Kaito’s phone buzzed again: **PAYMENT CONFIRMED. ACCOUNT BALANCE: ¥4,720,000.**
He exhaled slowly, a plume of breath in the cold air.
*Memories aren’t treasures,* he thought, turning back into the shadows. *They’re wounds. And my job is to stitch them shut—even if it leaves the soul scarred.*
---
**[SCENE 2 – KAITO’S APARTMENT, SHINJUKU]**
His apartment was small, tidy, and terribly empty. One wall wasn’t a wall at all—it was a mosaic of notes, photos, printed maps, and a single circled date on a calendar: **JULY 15**.
Kaito tossed his wet jacket onto the chair just as his laptop chimed. Haruto Tanaka’s grinning face filled the screen.
*“Kaito! You missed another party! Yamamoto from class was asking about you!”*
Kaito ran a hand through his damp black hair. *“I was studying, Haru.”*
*“Studying what? How to become a professional hermit?”* Haru laughed. *“Listen, come to the art exhibit tomorrow at Ginza Gallery. My cousin Sakura is showcasing her work. Free food! Real people! You remember what those are, right?”*
Kaito’s eyes drifted to the note pinned at the center of his wall, handwritten in his own neat script:
*“Find something real. Before you forget how.”*
He didn’t know why he’d written it. Or when. Some days, he wondered if he’d erased something he shouldn’t have—even from himself.
*“Fine,”* Kaito said quietly. *“One hour.”*
Haru whooped. *“I’ll text you the address! And wear something that isn’t black!”*
The call ended. Silence returned, heavy and familiar.
---
**[SCENE 3 – GINZA GALLERY, EVENING]**
The gallery was all soft lighting and polished floors, filled with the low hum of conversations and the occasional clink of wine glasses. Kaito felt like an intruder—a shadow in a world of color.
And then he saw her.
Sakura Fujimoto stood beside a large canvas, her dark hair falling over one shoulder, eyes intent on her painting. The piece was titled *“July no Ame”*—July Rain.
It showed a girl’s face pressed against a rain-streaked window, her eyes wide, tear tracks mixing with droplets on the glass. Outside, blurred in the storm, was the silhouette of a man.
Kaito’s breath caught.
He’d seen this before. Not in a gallery—in a memory fragment. From one of his early erasure jobs, years ago. A client had wanted to forget a rainy night by a bridge… the image had been almost identical.

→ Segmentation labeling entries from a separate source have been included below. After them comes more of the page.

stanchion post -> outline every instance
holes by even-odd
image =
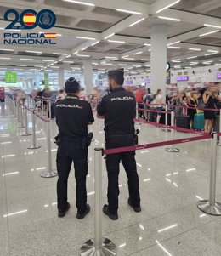
[[[15,122],[20,122],[20,103],[17,102],[17,117],[18,117],[18,120],[15,121]]]
[[[221,203],[216,202],[216,175],[217,175],[217,133],[213,133],[212,139],[212,156],[210,170],[209,200],[201,200],[197,203],[198,208],[210,215],[221,215]]]
[[[30,136],[31,134],[28,132],[28,114],[27,114],[27,107],[25,106],[25,121],[26,121],[26,133],[23,134],[21,136]]]
[[[116,245],[108,238],[102,237],[102,148],[95,148],[95,239],[87,241],[81,248],[81,256],[115,256]]]
[[[175,126],[175,115],[174,115],[174,111],[171,112],[171,126],[172,127]],[[174,129],[172,129],[172,131],[171,131],[171,137],[172,137],[172,140],[174,139]],[[165,151],[167,152],[169,152],[169,153],[178,153],[180,151],[179,149],[175,148],[173,146],[173,145],[172,145],[172,146],[169,147],[169,148],[166,148]]]
[[[48,170],[41,174],[42,178],[52,178],[58,175],[56,171],[52,169],[52,153],[51,153],[51,122],[47,122],[47,144],[48,144]]]
[[[219,133],[221,133],[221,109],[219,110]],[[218,144],[219,146],[221,146],[221,136],[218,137]]]
[[[20,105],[20,126],[18,127],[19,128],[25,128],[26,126],[24,125],[24,117],[23,117],[23,105]]]
[[[32,111],[32,145],[28,147],[29,150],[37,150],[41,147],[36,144],[36,115],[35,111]]]

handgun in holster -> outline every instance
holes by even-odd
[[[134,139],[134,145],[138,145],[139,144],[139,136],[138,134],[140,133],[139,129],[136,129],[134,135],[133,135],[133,139]]]

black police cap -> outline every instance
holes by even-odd
[[[119,70],[109,71],[108,77],[124,77],[124,70],[119,69]]]
[[[75,94],[80,89],[80,84],[74,77],[71,77],[65,82],[65,88],[66,93]]]

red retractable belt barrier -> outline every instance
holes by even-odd
[[[110,150],[104,150],[103,153],[104,155],[112,155],[116,153],[123,153],[123,152],[130,152],[130,151],[135,151],[144,150],[144,149],[150,149],[150,148],[164,146],[164,145],[182,144],[182,143],[186,143],[190,141],[203,140],[211,138],[212,136],[210,134],[207,134],[205,136],[197,136],[193,138],[179,139],[168,140],[163,142],[139,145],[134,146],[127,146],[127,147],[115,148]]]
[[[184,132],[184,133],[188,133],[188,134],[192,134],[207,135],[207,133],[205,133],[205,132],[195,131],[195,130],[186,129],[186,128],[179,128],[179,127],[170,126],[170,125],[166,125],[166,124],[162,124],[162,123],[156,123],[156,122],[154,122],[145,121],[144,119],[134,119],[134,121],[139,122],[142,122],[142,123],[158,126],[158,127],[161,127],[161,128],[170,128],[170,129],[176,130],[176,131],[178,131],[178,132]]]

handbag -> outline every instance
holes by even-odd
[[[208,106],[207,104],[206,104],[202,99],[200,99],[198,100],[197,109],[200,111],[204,111],[205,108]]]

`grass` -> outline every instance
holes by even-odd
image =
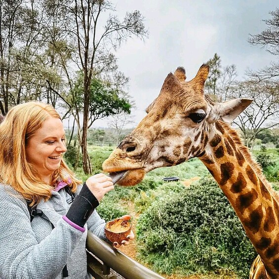
[[[88,146],[88,152],[91,158],[93,174],[102,172],[102,163],[114,149],[114,148],[111,147]],[[254,158],[256,158],[262,153],[261,151],[254,151]],[[276,162],[276,166],[270,171],[270,175],[273,175],[273,173],[278,171],[278,169],[279,170],[279,153],[278,150],[275,149],[268,149],[266,153],[268,154],[270,158]],[[89,176],[84,175],[81,168],[79,168],[75,172],[77,177],[83,181]],[[267,175],[268,177],[268,173]],[[107,221],[134,211],[137,214],[136,218],[137,218],[146,212],[154,202],[158,199],[159,200],[160,197],[165,195],[166,193],[170,195],[170,196],[171,195],[171,193],[173,193],[174,195],[175,193],[179,193],[181,187],[185,187],[184,182],[195,177],[196,178],[195,181],[192,182],[192,180],[190,180],[189,182],[195,185],[199,183],[199,178],[207,176],[210,176],[209,172],[201,162],[197,159],[192,159],[178,166],[158,168],[147,173],[143,181],[136,186],[131,187],[116,186],[115,191],[111,191],[103,198],[97,211],[102,218]],[[180,178],[180,181],[178,182],[164,182],[162,179],[168,176],[178,176]],[[272,184],[275,186],[275,188],[279,188],[279,182],[277,177],[273,181]],[[136,218],[135,216],[134,218]],[[159,262],[160,255],[158,254],[157,257]],[[171,259],[170,259],[169,262],[171,262]],[[137,260],[139,260],[139,258]],[[144,264],[146,264],[147,262],[142,257],[141,257],[140,261]],[[154,262],[159,262],[154,261]],[[158,266],[150,266],[150,263],[148,264],[148,266],[150,268],[151,266],[152,269],[157,271],[161,270],[162,272],[164,271],[163,273],[165,274],[166,271],[168,270],[168,267],[164,267],[163,269],[163,271],[161,268],[162,266],[163,267],[164,264],[165,266],[167,264],[166,262],[165,264],[163,262],[160,263]],[[172,272],[176,274],[175,276],[174,276],[173,278],[186,278],[185,275],[187,274],[187,271],[181,270],[179,268],[174,270],[173,269],[171,269],[171,267],[169,267],[169,270],[171,270]],[[232,272],[230,268],[217,270],[215,273],[212,274],[205,273],[206,274],[202,274],[202,273],[201,268],[199,271],[197,271],[197,276],[193,278],[237,279],[239,278]],[[191,278],[189,277],[189,278]]]

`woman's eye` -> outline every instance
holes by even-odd
[[[53,144],[54,143],[54,142],[53,141],[47,141],[46,143],[47,143],[48,144]]]
[[[195,123],[201,122],[205,117],[204,114],[192,113],[189,115],[189,118]]]

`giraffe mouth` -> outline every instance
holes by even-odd
[[[109,174],[109,176],[112,178],[113,183],[115,184],[117,182],[118,182],[120,180],[124,178],[127,171],[128,170],[122,170],[122,171],[111,172]]]

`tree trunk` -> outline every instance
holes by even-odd
[[[82,152],[82,165],[83,171],[85,174],[91,173],[90,159],[87,152],[87,130],[89,112],[89,87],[87,73],[84,73],[84,107],[83,111],[83,123],[82,129],[82,137],[81,142],[81,151]]]

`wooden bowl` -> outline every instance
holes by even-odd
[[[127,236],[130,234],[131,228],[130,223],[118,218],[106,224],[105,234],[107,238],[112,242],[116,241],[121,244],[122,240],[127,240]]]

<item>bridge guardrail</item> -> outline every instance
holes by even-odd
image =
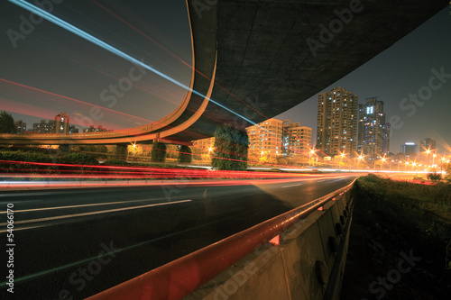
[[[354,182],[87,299],[182,299],[327,202],[343,195],[348,198]]]

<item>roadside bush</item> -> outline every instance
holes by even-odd
[[[60,160],[49,154],[41,152],[0,151],[0,160],[56,163]],[[26,163],[0,162],[2,172],[29,172],[32,169],[54,169],[54,166],[36,166]]]

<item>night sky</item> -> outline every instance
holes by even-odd
[[[54,5],[51,14],[189,85],[191,45],[185,1],[64,0]],[[28,128],[60,112],[69,114],[71,123],[80,128],[88,124],[107,129],[134,127],[164,117],[184,98],[183,88],[150,71],[141,72],[124,59],[47,21],[28,28],[24,39],[12,42],[8,31],[21,32],[21,18],[28,20],[29,16],[29,12],[11,3],[0,4],[0,110],[11,112],[15,120],[24,120]],[[445,8],[391,48],[319,92],[343,86],[357,95],[359,103],[373,96],[382,100],[387,122],[392,124],[392,152],[399,152],[405,141],[419,143],[432,138],[439,152],[446,150],[449,155],[449,53],[451,15],[449,8]],[[419,105],[409,101],[410,94],[428,91],[430,77],[437,77],[432,69],[446,74],[442,81],[432,81],[431,95],[423,95],[428,100],[419,96]],[[121,81],[122,89],[121,78],[125,78]],[[115,92],[111,87],[115,86]],[[317,105],[315,95],[276,117],[312,127],[315,143]],[[103,108],[97,107],[93,114],[93,105]]]

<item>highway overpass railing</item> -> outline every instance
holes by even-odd
[[[338,299],[354,181],[87,299]]]

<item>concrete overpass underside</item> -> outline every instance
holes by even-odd
[[[197,70],[190,87],[196,92],[188,93],[171,114],[139,128],[89,136],[1,135],[0,144],[152,140],[187,144],[213,136],[220,123],[243,129],[318,94],[388,49],[448,1],[187,0],[187,5]]]

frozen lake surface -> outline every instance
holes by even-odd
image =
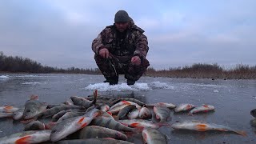
[[[21,107],[31,94],[50,104],[64,102],[73,95],[87,96],[97,89],[100,95],[130,97],[146,103],[158,102],[210,104],[215,111],[188,116],[186,113],[171,114],[175,121],[200,120],[244,130],[247,137],[224,132],[191,132],[161,127],[169,143],[256,143],[256,129],[250,125],[250,114],[256,109],[256,80],[211,80],[142,77],[134,86],[126,84],[120,77],[119,83],[102,83],[101,75],[86,74],[0,74],[0,106]],[[0,119],[0,138],[22,131],[24,125],[11,118]],[[130,142],[139,143],[142,137],[134,136]]]

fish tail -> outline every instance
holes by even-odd
[[[234,132],[237,133],[238,134],[240,134],[242,136],[246,137],[247,134],[245,131],[242,130],[234,130]]]

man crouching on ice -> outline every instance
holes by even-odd
[[[150,66],[149,50],[144,30],[125,10],[115,14],[114,24],[106,26],[93,41],[97,66],[106,78],[104,82],[115,85],[118,74],[125,74],[128,85],[134,85]]]

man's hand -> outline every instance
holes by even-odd
[[[133,58],[131,58],[130,62],[132,64],[134,64],[135,66],[141,65],[141,58],[139,58],[138,56],[134,56]]]
[[[99,51],[98,54],[100,56],[102,56],[103,58],[108,58],[110,56],[110,52],[109,50],[106,48],[102,48]]]

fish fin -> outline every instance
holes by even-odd
[[[118,115],[113,115],[112,116],[114,118],[114,120],[118,121],[119,120],[119,117]]]
[[[88,123],[86,122],[86,123],[84,123],[84,124],[82,124],[82,125],[81,126],[81,128],[82,129],[82,128],[86,127],[87,125],[88,125]]]
[[[128,101],[122,101],[122,103],[124,103],[125,105],[130,105],[130,102]]]
[[[34,119],[34,118],[24,119],[24,120],[20,121],[20,122],[27,124],[27,123],[30,123],[30,122],[34,122],[34,121],[36,121],[36,119]]]
[[[220,131],[229,131],[229,130],[226,130],[226,129],[221,129],[221,128],[216,129],[216,130],[220,130]]]
[[[97,97],[98,97],[98,90],[95,90],[94,92],[94,101],[93,101],[93,104],[95,104],[96,103],[96,101],[97,101]]]
[[[157,119],[160,119],[160,117],[159,117],[158,114],[156,114],[156,115],[155,115],[155,118],[156,118]]]
[[[137,122],[130,124],[131,127],[139,127],[138,126],[139,126],[139,123],[137,123]]]
[[[105,106],[105,109],[106,109],[106,111],[107,111],[107,110],[110,110],[110,106]]]
[[[14,106],[5,106],[3,109],[8,110],[11,110],[13,108],[14,108]]]
[[[30,135],[26,135],[25,137],[22,137],[18,140],[15,141],[15,144],[28,144],[30,143],[28,141],[32,137]]]
[[[125,134],[128,137],[128,138],[132,138],[134,135],[134,132],[126,132]]]
[[[112,113],[110,111],[107,112],[109,114],[113,115]]]
[[[38,100],[38,95],[34,95],[32,94],[30,96],[30,100]]]
[[[133,128],[133,132],[134,133],[142,133],[144,130],[144,127],[142,126],[138,126],[138,127],[134,127]]]
[[[156,125],[158,126],[159,127],[161,127],[161,126],[171,127],[170,125],[167,122],[156,123]]]
[[[142,137],[143,137],[143,140],[144,140],[144,142],[145,142],[145,143],[146,143],[146,142],[147,142],[147,134],[145,134],[145,133],[142,133]]]
[[[57,122],[49,122],[45,124],[45,130],[51,130],[57,125]]]
[[[203,104],[202,106],[206,107],[206,108],[209,108],[209,106],[206,104]]]
[[[78,124],[82,124],[82,121],[85,119],[84,117],[82,117],[82,118],[79,119],[79,121],[78,122]]]
[[[237,134],[240,134],[240,135],[242,135],[242,136],[244,136],[244,137],[246,137],[246,136],[247,136],[247,134],[246,134],[246,132],[245,132],[245,131],[235,130],[235,131],[234,131],[234,132],[235,132],[235,133],[237,133]]]
[[[123,125],[123,126],[129,126],[129,125],[128,124],[126,124],[126,123],[122,123],[122,122],[120,122],[122,125]]]
[[[207,125],[206,125],[206,124],[198,124],[198,125],[196,125],[196,129],[198,131],[206,131],[206,128],[207,128]]]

*Coincidence,* he told himself. But his pulse quickened.
Sakura looked up, catching his stare. She didn’t look away. Instead, she smiled—small, curious, real.
*“Anata wa bōrei o mita yō na kao,”* she said softly. *You look like you’ve seen a ghost.*
Kaito approached, hands in his pockets. *“This painting… what’s the story behind it?”*
Sakura’s smile faded slightly. *“It’s from a dream. Or… a memory, I think. Every July, I dream of rain, a window, and someone calling my name. But I never see their face.”*
*July. Rain. Window.*
The words echoed in Kaito’s mind, lining up with fragments he’d erased over the years. Too many connections to ignore.
*“Maybe some memories aren’t meant to be forgotten,”* he said, more to himself than to her.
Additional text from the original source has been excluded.